Dans Le Gai Savoir, Nietzsche propose une réflexion sur la santé, et plus particulièrement la santé de l’âme. Nietzsche n’imagine pas une réalité séparée du corps, qui serait l’âme. Nietzsche a lui-même été malade toute sa vie.
Ce qu’il désigne par âme est une strate fondamentale, de la physiologie, qui est l’expression d’un état du corps. « Je suis tout entier corps, et rien d’autre » comme dit Zarathoustra.

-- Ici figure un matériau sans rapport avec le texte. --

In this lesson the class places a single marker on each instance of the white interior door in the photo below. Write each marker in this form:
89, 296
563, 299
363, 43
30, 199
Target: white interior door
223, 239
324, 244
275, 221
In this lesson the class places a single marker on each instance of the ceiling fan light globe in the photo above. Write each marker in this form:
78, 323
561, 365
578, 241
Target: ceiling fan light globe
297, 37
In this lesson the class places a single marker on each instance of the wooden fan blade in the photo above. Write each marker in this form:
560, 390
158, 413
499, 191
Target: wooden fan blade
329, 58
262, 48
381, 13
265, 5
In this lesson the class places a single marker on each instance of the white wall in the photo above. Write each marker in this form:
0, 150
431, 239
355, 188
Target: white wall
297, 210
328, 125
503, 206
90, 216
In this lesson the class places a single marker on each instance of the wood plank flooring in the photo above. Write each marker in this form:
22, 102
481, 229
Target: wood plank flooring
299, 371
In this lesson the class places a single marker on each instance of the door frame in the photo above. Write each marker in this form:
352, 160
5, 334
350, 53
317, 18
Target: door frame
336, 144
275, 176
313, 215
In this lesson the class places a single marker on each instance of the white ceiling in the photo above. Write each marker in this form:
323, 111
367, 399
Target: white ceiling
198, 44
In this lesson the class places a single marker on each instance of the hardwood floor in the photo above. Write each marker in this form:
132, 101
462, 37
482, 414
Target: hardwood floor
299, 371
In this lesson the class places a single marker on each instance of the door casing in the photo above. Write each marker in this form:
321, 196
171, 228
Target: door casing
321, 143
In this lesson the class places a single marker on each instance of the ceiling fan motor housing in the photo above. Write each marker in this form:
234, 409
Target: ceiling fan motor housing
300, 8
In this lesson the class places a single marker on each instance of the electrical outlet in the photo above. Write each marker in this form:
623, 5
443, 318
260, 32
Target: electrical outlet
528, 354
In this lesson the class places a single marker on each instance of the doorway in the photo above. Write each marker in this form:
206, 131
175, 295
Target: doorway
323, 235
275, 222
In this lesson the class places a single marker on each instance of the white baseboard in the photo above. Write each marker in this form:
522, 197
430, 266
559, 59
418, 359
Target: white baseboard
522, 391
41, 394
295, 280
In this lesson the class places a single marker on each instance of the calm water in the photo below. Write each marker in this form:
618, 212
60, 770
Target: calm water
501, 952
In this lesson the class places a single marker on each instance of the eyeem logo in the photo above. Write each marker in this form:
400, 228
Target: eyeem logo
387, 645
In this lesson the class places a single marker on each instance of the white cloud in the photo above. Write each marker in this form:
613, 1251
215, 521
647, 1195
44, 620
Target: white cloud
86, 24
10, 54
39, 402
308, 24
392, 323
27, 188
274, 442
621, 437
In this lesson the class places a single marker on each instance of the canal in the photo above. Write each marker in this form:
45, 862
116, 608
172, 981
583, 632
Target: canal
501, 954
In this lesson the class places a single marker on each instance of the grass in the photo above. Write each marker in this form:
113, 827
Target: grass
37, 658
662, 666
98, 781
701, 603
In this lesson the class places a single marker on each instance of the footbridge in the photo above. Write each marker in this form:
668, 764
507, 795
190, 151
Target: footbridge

120. Santé de l’âme. La célèbre formule de médecine morale (dont Ariston de Chios est l’auteur) : « La vertu est la santé de l’âme » devrait, pour que l’on puisse l’utiliser, être du moins transformée ainsi : « Ta vertu est la santé de ton âme. » Car en soi il n’y a point de santé et toutes les tentatives pour donner ce nom à une chose ont misérablement avorté. Il importe de connaître ton but, ton horizon, tes forces, tes impulsions, tes erreurs et surtout l’idéal et les fantômes de ton âme pour déterminer ce que signifie la santé, même pour ton corps. Il existe donc d’innombrables santés du corps ; et plus on permettra à l’individu particulier et incomparable de lever la tête, plus on désapprendra le dogme de « l’égalité des hommes », plus il faudra que nos médecins perdent la notion d’une santé normale, d’une diète normale, du cours normal de la maladie. Et, alors seulement, il sera peut-être temps de réfléchir à la santé et à la maladie de l’âme et de mettre la vertu particulière de chacun dans cette santé : il est vrai que la santé de l’âme pourrait ressembler chez l’un au contraire de la santé chez l’autre. Et finalement la grande question demeurerait ouverte : savoir si nous pouvons nous passer de la maladie, même pour le développement de notre vertu, et si particulièrement notre soif de connaissance et de connaissance de soi n’a pas autant besoin de l’âme malade que de l’âme bien portante : en un mot si la seule volonté de santé n’est pas un préjugé, une lâcheté, et peut-être un reste de la barbarie la plus subtile et de l’esprit rétrograde.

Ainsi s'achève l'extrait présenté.